We selected research articles from two major databases: Web of Science (WOS) and Scopus due to their broad coverage of research findings. Both of the aforementioned databases contain detailed citation data, which is particularly beneficial when conducting extensive bibliometric analyses and assessing the impact of research findings. In creating a sophisticated search query tailored to our research objectives, we applied filters to ensure the selection of the relevant literature. To facilitate bibliometric analysis, we limited our search to original articles in English. We then manually reviewed the articles again, excluding articles to align with our research objectives, resulting in a final sample size (Figure 2). WoS search was carried out using Topic (searches: title, abstract, and keyword plus), and Scopus search was performed using article title, abstract, and keywords. Searches using the keywords ‘green energy’ ’manufacturing’ ‘demand prediction’ ‘artificial intelligence’ and related did not yield retrieved papers in either the WoS or Scopus databases. Further reductions in the number of keywords yielded positive results for ‘green energy’ manufacturing ‘artificial intelligence’ and related (17 in the WoS database and 9 in the Scopus database).

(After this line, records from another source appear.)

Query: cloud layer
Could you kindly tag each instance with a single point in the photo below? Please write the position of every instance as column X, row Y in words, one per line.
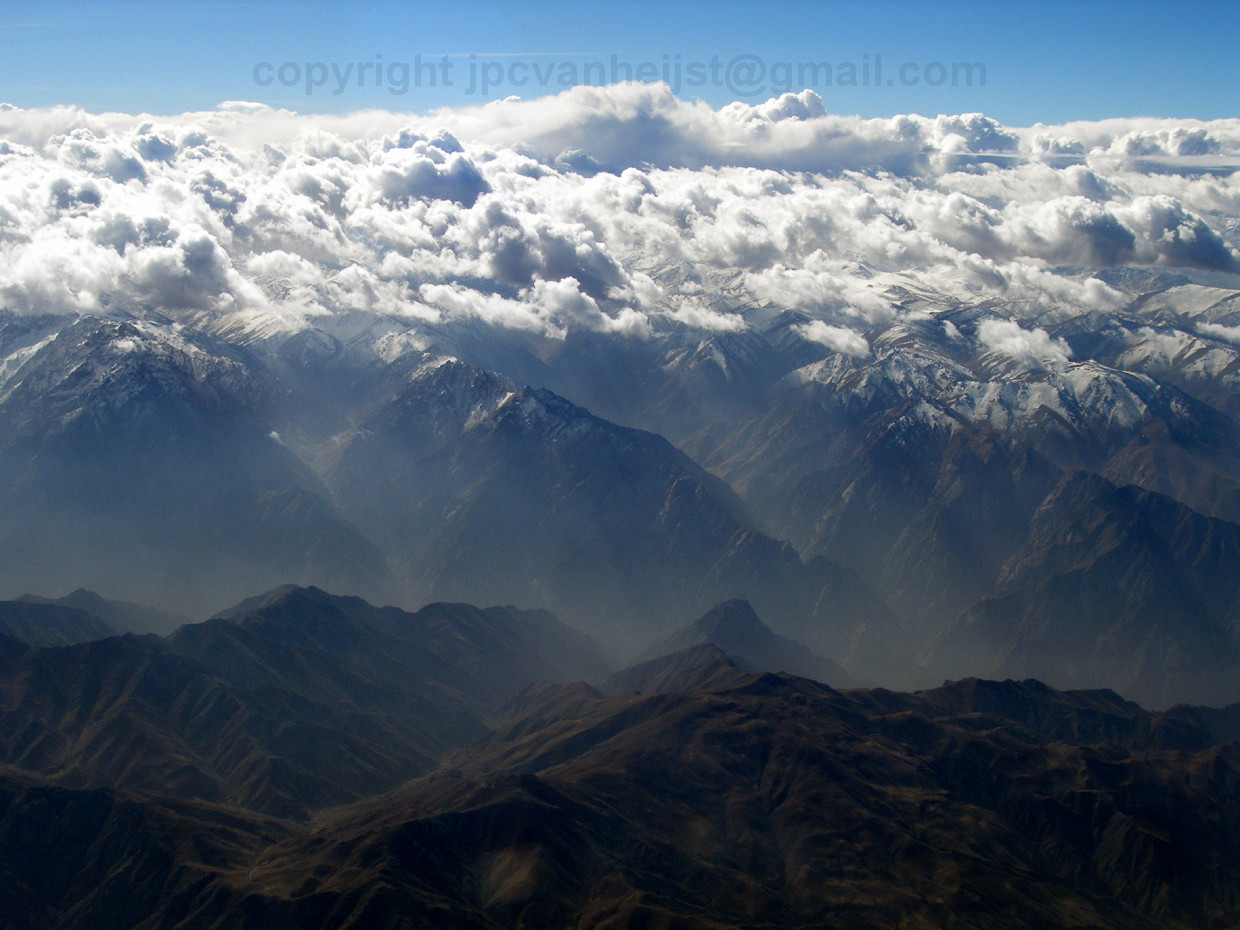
column 618, row 210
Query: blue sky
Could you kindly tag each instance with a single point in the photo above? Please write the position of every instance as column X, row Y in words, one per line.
column 1049, row 61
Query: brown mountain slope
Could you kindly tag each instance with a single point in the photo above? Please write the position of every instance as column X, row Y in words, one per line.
column 776, row 802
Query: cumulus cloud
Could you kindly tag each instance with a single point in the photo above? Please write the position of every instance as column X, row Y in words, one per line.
column 1032, row 347
column 619, row 210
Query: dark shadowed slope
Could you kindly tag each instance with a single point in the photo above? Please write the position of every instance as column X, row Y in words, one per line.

We began the bibliometric analysis by conducting descriptive statistics to understand the characteristics of the scientific publication dataset, including prominent authors, research communities, thematic clusters, and emerging trends in the subject area under study. This allows us to identify the evolving vocabulary and research highlights. Examining temporal trends, in turn, allows us to see the changes in the focus of research over time and the type and dynamics of an area, including the categorization of publications into thematic clusters, including a picture of the interconnectedness of research topics. This will allow easier identification of key themes and subdomains. The years of publication, number of citations, and authorship patterns will provide a quantitative overview of the selected literature, and citation analysis will provide an assessment of the impact and influence of the publications, demonstrating their scientific relevance.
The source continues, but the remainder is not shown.